I need to get over that. I've never been the "blow up and spill your guts in the heat of the moment" kind of person. I need quiet time to think and a little bit of space before I can react to things that happen in my life and in the world. By the time I manage to squeeze that in, everything I have to say feels like old news.
Yes, this blog post has been tumbling around in my head for over a week. It started out when I went to hear the speaker who addressed the freshman class at the college where I work. He had some really good advice, and I thought that I should share it with my baby cousin, who is about to start college as well.
I've always referred to my youngest cousin as "my baby cousin." Once she reached the age of about eight, I added the explanation, "I was already in college when she was born, so that's why she's my baby cousin." It seemed necessary somehow, especially when I started telling people about things like her getting braces and going to the senior prom.

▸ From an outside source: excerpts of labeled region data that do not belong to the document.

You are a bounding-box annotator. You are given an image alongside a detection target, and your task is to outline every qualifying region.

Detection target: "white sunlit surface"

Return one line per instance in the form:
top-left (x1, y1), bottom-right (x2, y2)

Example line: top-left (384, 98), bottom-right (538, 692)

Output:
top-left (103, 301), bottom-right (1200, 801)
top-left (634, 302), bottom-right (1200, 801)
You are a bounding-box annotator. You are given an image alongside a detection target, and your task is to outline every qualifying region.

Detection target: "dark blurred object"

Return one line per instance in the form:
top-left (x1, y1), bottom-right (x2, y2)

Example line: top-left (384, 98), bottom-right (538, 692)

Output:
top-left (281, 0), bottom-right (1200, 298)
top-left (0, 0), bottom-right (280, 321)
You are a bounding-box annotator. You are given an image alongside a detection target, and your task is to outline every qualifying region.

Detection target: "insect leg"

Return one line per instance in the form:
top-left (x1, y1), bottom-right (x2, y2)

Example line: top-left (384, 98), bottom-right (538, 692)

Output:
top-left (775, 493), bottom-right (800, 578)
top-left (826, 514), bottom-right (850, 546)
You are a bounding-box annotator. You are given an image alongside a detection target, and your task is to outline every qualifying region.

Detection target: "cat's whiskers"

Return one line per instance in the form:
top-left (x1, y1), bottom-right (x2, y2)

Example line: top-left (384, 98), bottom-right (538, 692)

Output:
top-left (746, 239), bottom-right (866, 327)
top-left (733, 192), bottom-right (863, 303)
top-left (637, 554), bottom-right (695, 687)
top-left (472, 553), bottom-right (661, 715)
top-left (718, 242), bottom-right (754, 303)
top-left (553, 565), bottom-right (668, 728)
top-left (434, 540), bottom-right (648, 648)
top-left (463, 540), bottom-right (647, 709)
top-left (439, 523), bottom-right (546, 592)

I originally started this post as "Advice for My Baby Cousin As She Starts College." The first two lines were: "My baby cousin starts college next week. She is my baby cousin, of course, because I was in college when she was born." And then I stopped, thought about what that meant, and seriously considered dipping into the bottle of tequila that's been sitting beside my coffee table since the Grizzlies were giving me fits in the third round of the playoffs.
It's not that my baby cousin is the first child that I've watched grow up into adulthood. The children that I baby-sat for as a teenager are now hiring their own babysitters (hopefully they're paying them more than I made). The shy junior high student who volunteered in the theater where I worked when I first moved here just took her son to kindergarten for the first time. I've watched nine years' worth of seniors star in their final high school plays and go off to college. This shouldn't be new to me, but somehow it is.
So what advice do I have for my baby cousin? "Do as I say, not as I did." Get out of bed, go to class, ask questions, and don't be afraid to talk to the people who can help you. Coffee is your friend; cheap champagne is a powerful enemy.
College is important, but only because it prepares you for what comes next. It took me almost four years to figure that out when I was there. One night I had reached what I was sure was the end of my rope: standing on the front steps of my eating club, smoking a cigarette, realizing that there was no earthly way I was ever going to finish my senior thesis on time. Then it hit me: in two months, I'd be graduating (I hoped), and two months after that, no one but me would even remember what my senior thesis topic was. The single biggest concern in my life at that second wasn't going to matter at all by the end of the next summer. What would matter by then (although I didn't know it at the time) was figuring out how to survive my new job, adjusting to life in a new part of the country, and struggling to accept the fact that my grandmother wasn't going to live long enough to finally teach me to make spaghetti gravy when I came home for Christmas.
The other advice I have I'm going to steal from the guy who got me started on this idea. "Decide what you want to do, not what you want to be." It might sound fun to be a doctor or a lawyer or an actress, but if you don't want to do the work that those people do -- and not just the fun parts, but all of it -- then you're going to be miserable. And you don't have to figure it out in college. I certainly didn't, and I guess I turned out OK.